殿中顿时哗然更甚,揣测、惊疑、甚至幸灾乐祸,无数道目光在陆九川与赵允郴之间来回逡巡。明明陆九川平日里与谁都是好言相待,怎么会突然说起赵家?
在众目睽睽中,陆九川双手将丹书铁券又举高几分,深深叩首,“臣无颜再立于朝堂,更无颜教导皇子。恳请陛下准许臣卸去太子少傅一职,闭门思过,以待陛下发落!此丹书铁券,臣亦不敢再留,请陛下收回!”
这一番话掷地有声,霎时间,整个偏殿都安静下来,所有人都屏息凝神,等着上位者的反应。
萧桓沉默良久,目光缓缓扫过全场。只见众臣或低头避视,或窃窃私语,竟无一人站出来说话。他心中涌起一阵难以言喻的失落,最终将视线落回那个跪得笔直的身影上。
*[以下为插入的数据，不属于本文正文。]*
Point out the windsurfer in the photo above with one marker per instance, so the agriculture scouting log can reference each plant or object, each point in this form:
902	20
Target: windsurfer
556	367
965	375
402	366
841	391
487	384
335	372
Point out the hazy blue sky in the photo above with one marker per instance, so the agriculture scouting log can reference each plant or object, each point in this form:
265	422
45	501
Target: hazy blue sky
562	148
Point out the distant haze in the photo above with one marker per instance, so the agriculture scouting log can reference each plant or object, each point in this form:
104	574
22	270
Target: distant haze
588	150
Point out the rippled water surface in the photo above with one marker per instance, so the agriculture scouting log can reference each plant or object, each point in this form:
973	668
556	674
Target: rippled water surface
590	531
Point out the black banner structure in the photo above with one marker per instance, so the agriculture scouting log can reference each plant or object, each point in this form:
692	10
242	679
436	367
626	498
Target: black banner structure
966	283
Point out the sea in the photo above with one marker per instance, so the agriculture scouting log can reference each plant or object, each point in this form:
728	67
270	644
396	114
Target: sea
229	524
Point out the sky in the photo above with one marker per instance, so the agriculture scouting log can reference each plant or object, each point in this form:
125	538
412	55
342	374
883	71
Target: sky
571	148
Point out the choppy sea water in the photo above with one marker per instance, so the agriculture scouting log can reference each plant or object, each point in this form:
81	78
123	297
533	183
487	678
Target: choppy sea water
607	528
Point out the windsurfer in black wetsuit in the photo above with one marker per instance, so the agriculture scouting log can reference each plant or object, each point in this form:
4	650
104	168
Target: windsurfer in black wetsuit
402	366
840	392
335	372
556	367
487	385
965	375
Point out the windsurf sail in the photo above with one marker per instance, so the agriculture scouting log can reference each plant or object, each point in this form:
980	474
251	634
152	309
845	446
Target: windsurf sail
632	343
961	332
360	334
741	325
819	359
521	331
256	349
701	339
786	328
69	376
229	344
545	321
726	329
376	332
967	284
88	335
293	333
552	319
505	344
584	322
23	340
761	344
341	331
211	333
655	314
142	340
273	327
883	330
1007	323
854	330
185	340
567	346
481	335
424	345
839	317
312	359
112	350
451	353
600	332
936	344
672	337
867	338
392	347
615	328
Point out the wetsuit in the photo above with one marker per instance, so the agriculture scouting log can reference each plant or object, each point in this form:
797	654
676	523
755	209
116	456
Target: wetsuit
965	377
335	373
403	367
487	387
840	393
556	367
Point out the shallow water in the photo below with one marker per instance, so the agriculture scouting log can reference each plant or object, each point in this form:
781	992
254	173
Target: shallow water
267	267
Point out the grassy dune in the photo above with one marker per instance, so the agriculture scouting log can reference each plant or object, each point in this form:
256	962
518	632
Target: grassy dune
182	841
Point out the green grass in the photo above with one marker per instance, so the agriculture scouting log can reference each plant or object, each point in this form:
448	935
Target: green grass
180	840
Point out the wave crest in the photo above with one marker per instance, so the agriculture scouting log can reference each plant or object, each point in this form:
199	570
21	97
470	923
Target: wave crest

话一开口便是责备,“九川,你今日此举,太过唐突了。“教导皇子乃国之重务,岂容你如此儿戏?朝堂之上,岂能如此意气用事?你身为少傅,更当为皇子表率。”
众人静静听着皇帝做出的判决,暗地里交换着眼神,陛下果真还是器重少傅大人的,这样的情况,竟也只是不轻不重地责备几句。
“不过你既提出卸职,”萧桓话锋一转,“朕准你暂卸太子少傅一职,回府静思,这丹书铁券……”
皇帝的目光又落回在了被高高举起的丹书铁券上,“这是朕感念你昔日从龙之功所赐,赐出去的东西,断无收回之理,你且带回去,好好想想今日的得失。”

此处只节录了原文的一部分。